Sesosok pendek yang terbungkus sesuatu yang tampak seperti berlian hitam menghantam Wraith dengan palu berukuran besar. Tanah di sekitarnya retak saat dia tenggelam ke dalamnya setiap kali memukul, gravitasi yang terdistorsi terlihat memutar udara saat debu dan asap tersapu darinya.
Setelah mengenali sosok itu sebagai Lance Mica Earthborn, aku melirik ke belakang ke tempat pasukan loyalis utama beberapa saat yang lalu menangkis serangannya. Dia telah membuat mereka kacau, tetapi tidak kurang dari sepuluh kelompok tempur telah memisahkan diri dan mendekati lokasi kami.
Sambil menarik napas dalam-dalam, aku menstabilkan aliran mana melalui perlengkapanku. Salinan-salinan asap dan api yang tersebar mengelilingi Wraith, beberapa melesat untuk berpura-pura menyerang, yang lain terus bergerak. Dalam sekejap inspirasi, aku memperluas kamuflase asap ke Mica, dan setengah dari salinanku berubah bentuk, mengambil wujudnya.

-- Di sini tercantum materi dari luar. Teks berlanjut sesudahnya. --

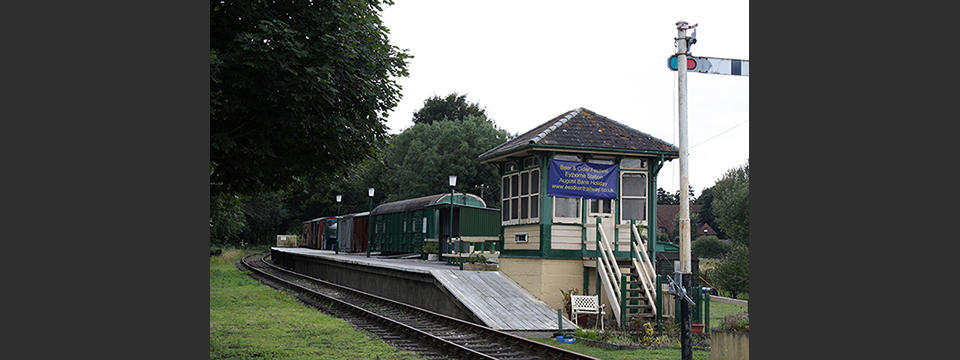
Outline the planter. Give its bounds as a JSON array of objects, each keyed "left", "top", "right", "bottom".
[
  {"left": 710, "top": 330, "right": 750, "bottom": 360},
  {"left": 463, "top": 263, "right": 497, "bottom": 271},
  {"left": 690, "top": 324, "right": 703, "bottom": 334}
]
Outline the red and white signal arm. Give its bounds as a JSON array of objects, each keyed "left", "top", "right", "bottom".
[{"left": 667, "top": 55, "right": 750, "bottom": 76}]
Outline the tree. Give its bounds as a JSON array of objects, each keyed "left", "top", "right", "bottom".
[
  {"left": 704, "top": 243, "right": 750, "bottom": 299},
  {"left": 243, "top": 192, "right": 286, "bottom": 244},
  {"left": 690, "top": 235, "right": 732, "bottom": 258},
  {"left": 210, "top": 197, "right": 246, "bottom": 245},
  {"left": 371, "top": 116, "right": 510, "bottom": 207},
  {"left": 713, "top": 160, "right": 750, "bottom": 246},
  {"left": 413, "top": 93, "right": 488, "bottom": 125},
  {"left": 210, "top": 0, "right": 409, "bottom": 196},
  {"left": 694, "top": 186, "right": 727, "bottom": 239}
]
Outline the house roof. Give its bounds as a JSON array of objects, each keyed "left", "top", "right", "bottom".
[{"left": 479, "top": 107, "right": 680, "bottom": 163}]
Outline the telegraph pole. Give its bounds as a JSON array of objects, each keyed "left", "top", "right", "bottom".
[
  {"left": 676, "top": 20, "right": 697, "bottom": 360},
  {"left": 667, "top": 20, "right": 750, "bottom": 360}
]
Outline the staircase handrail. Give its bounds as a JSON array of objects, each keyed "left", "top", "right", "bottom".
[
  {"left": 630, "top": 226, "right": 658, "bottom": 316},
  {"left": 597, "top": 218, "right": 621, "bottom": 324}
]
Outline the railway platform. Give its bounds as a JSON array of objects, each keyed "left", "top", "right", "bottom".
[{"left": 271, "top": 247, "right": 576, "bottom": 332}]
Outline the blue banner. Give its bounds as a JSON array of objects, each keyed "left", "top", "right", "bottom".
[{"left": 547, "top": 160, "right": 619, "bottom": 199}]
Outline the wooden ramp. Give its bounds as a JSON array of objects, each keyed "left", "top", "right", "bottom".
[
  {"left": 273, "top": 248, "right": 576, "bottom": 331},
  {"left": 430, "top": 270, "right": 576, "bottom": 331}
]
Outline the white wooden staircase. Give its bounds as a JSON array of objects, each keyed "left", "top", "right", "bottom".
[{"left": 597, "top": 218, "right": 658, "bottom": 324}]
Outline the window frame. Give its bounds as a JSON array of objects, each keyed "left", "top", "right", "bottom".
[
  {"left": 500, "top": 156, "right": 542, "bottom": 226},
  {"left": 617, "top": 171, "right": 650, "bottom": 224}
]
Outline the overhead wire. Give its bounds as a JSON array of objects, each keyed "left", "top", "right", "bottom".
[{"left": 690, "top": 119, "right": 750, "bottom": 149}]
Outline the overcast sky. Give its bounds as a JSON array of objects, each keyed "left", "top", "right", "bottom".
[{"left": 381, "top": 0, "right": 750, "bottom": 196}]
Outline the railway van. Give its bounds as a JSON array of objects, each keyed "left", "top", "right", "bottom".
[{"left": 370, "top": 193, "right": 503, "bottom": 255}]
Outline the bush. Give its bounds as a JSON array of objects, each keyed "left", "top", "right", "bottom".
[
  {"left": 717, "top": 311, "right": 750, "bottom": 332},
  {"left": 690, "top": 235, "right": 733, "bottom": 259},
  {"left": 706, "top": 244, "right": 750, "bottom": 299}
]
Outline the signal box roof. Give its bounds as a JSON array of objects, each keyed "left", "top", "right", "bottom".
[{"left": 479, "top": 108, "right": 680, "bottom": 163}]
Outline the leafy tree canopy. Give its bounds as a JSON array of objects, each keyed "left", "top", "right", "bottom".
[
  {"left": 413, "top": 93, "right": 488, "bottom": 125},
  {"left": 371, "top": 116, "right": 510, "bottom": 207},
  {"left": 713, "top": 160, "right": 750, "bottom": 246},
  {"left": 210, "top": 0, "right": 409, "bottom": 196}
]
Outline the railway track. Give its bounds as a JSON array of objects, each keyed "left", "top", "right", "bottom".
[{"left": 238, "top": 253, "right": 596, "bottom": 360}]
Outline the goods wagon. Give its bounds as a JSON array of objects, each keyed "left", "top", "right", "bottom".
[
  {"left": 337, "top": 211, "right": 370, "bottom": 253},
  {"left": 369, "top": 193, "right": 502, "bottom": 255},
  {"left": 298, "top": 216, "right": 337, "bottom": 250}
]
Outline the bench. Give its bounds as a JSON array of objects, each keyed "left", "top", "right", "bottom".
[{"left": 570, "top": 295, "right": 607, "bottom": 331}]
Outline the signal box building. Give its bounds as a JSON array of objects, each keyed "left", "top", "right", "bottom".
[{"left": 479, "top": 108, "right": 679, "bottom": 322}]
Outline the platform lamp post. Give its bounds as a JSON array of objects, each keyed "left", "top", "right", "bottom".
[
  {"left": 333, "top": 195, "right": 342, "bottom": 254},
  {"left": 367, "top": 188, "right": 376, "bottom": 257},
  {"left": 447, "top": 175, "right": 457, "bottom": 254}
]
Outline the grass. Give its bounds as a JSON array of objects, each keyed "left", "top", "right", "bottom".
[
  {"left": 533, "top": 338, "right": 710, "bottom": 360},
  {"left": 210, "top": 247, "right": 747, "bottom": 360},
  {"left": 210, "top": 249, "right": 418, "bottom": 360}
]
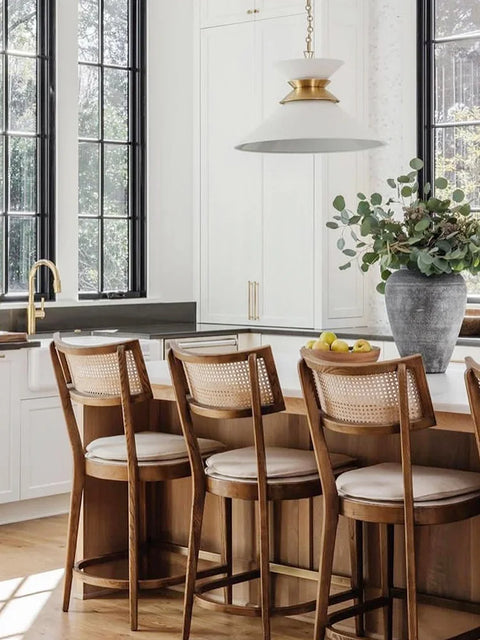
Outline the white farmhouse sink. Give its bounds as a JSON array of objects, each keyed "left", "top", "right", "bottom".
[{"left": 27, "top": 336, "right": 129, "bottom": 393}]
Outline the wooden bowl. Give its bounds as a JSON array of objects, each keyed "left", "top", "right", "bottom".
[
  {"left": 300, "top": 347, "right": 380, "bottom": 364},
  {"left": 460, "top": 309, "right": 480, "bottom": 336}
]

Orbital-orbitalku kembali ke tempatnya di sekitarku, dan tujuh pancaran api hitam menghantam Wraith, tetapi tampaknya api itu terpantul tanpa membahayakan saat dia menghindar dari pukulan Mica, serangan baliknya menembus ilusi berasap tetapi meleset dari Lance yang sebenarnya.

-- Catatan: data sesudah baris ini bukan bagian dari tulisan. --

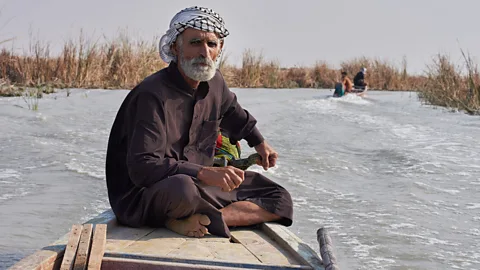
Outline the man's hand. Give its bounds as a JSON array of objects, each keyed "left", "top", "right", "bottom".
[
  {"left": 255, "top": 141, "right": 278, "bottom": 170},
  {"left": 197, "top": 166, "right": 245, "bottom": 192}
]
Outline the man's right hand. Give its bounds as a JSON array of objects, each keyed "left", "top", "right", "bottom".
[{"left": 197, "top": 166, "right": 245, "bottom": 192}]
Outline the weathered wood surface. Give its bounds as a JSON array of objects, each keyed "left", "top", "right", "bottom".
[
  {"left": 317, "top": 228, "right": 340, "bottom": 270},
  {"left": 9, "top": 210, "right": 116, "bottom": 270},
  {"left": 261, "top": 223, "right": 325, "bottom": 270},
  {"left": 73, "top": 224, "right": 93, "bottom": 270},
  {"left": 9, "top": 210, "right": 324, "bottom": 270},
  {"left": 60, "top": 224, "right": 82, "bottom": 270},
  {"left": 87, "top": 224, "right": 107, "bottom": 270}
]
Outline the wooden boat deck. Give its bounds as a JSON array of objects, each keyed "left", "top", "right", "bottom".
[{"left": 11, "top": 210, "right": 324, "bottom": 270}]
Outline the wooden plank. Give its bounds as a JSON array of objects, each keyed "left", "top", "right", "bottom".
[
  {"left": 231, "top": 230, "right": 300, "bottom": 265},
  {"left": 261, "top": 223, "right": 325, "bottom": 270},
  {"left": 102, "top": 252, "right": 312, "bottom": 270},
  {"left": 73, "top": 224, "right": 93, "bottom": 270},
  {"left": 60, "top": 224, "right": 83, "bottom": 270},
  {"left": 205, "top": 240, "right": 262, "bottom": 264},
  {"left": 116, "top": 228, "right": 188, "bottom": 256},
  {"left": 105, "top": 223, "right": 155, "bottom": 252},
  {"left": 88, "top": 224, "right": 107, "bottom": 270},
  {"left": 9, "top": 249, "right": 63, "bottom": 270}
]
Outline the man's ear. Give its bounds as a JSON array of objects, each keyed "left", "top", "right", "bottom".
[{"left": 170, "top": 42, "right": 178, "bottom": 56}]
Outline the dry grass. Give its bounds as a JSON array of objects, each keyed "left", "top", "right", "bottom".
[
  {"left": 0, "top": 33, "right": 480, "bottom": 113},
  {"left": 419, "top": 51, "right": 480, "bottom": 114}
]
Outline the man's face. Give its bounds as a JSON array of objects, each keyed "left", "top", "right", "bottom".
[{"left": 174, "top": 28, "right": 223, "bottom": 81}]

“Dia seorang Caster!” teriakku padanya sambil mengamati dia bertarung. Wraith, seperti semua Alacryan kecuali Scythe, terutama dilatih untuk bertarung dalam kelompok tempur. Tanpa Striker untuk menghalau kami atau Shield untuk melindunginya, dia rentan. “Terus tahan dia!”
Matanya melirik ke arahku, dan dia melemparkan seberkas mana kembali ke arahku, tetapi itu menembus salah satu salinan kartuku. Palu Mica bertabrakan dengan lengannya yang terentang, membantingnya ke bawah—tetapi yang lainnya melesat ke arahku.
Dia mencengkeram lehernya. Api menjilat di antara jari-jarinya di balik baju zirah berlian hitam yang samar. Terdengar suara retakan mengerikan saat baju zirah itu mulai hancur.
Serangan orbitalku menghujaninya dengan gempuran, tetapi tidak menimbulkan kerusakan berarti. Dia terlalu kuat. Dengan setiap detak jantung, semakin banyak bagian baju besi Mica yang hancur dan terlepas. Dia mencakar lengan Wraith dengan satu tangan dan memukulkan palunya ke sisi kepalanya dengan tangan lainnya, namun tidak efektif.
Ketujuh orbital yang terkendali itu berkumpul di depanku, kekuatannya meningkat saat aku mempersiapkan satu serangan terfokus ke lengannya.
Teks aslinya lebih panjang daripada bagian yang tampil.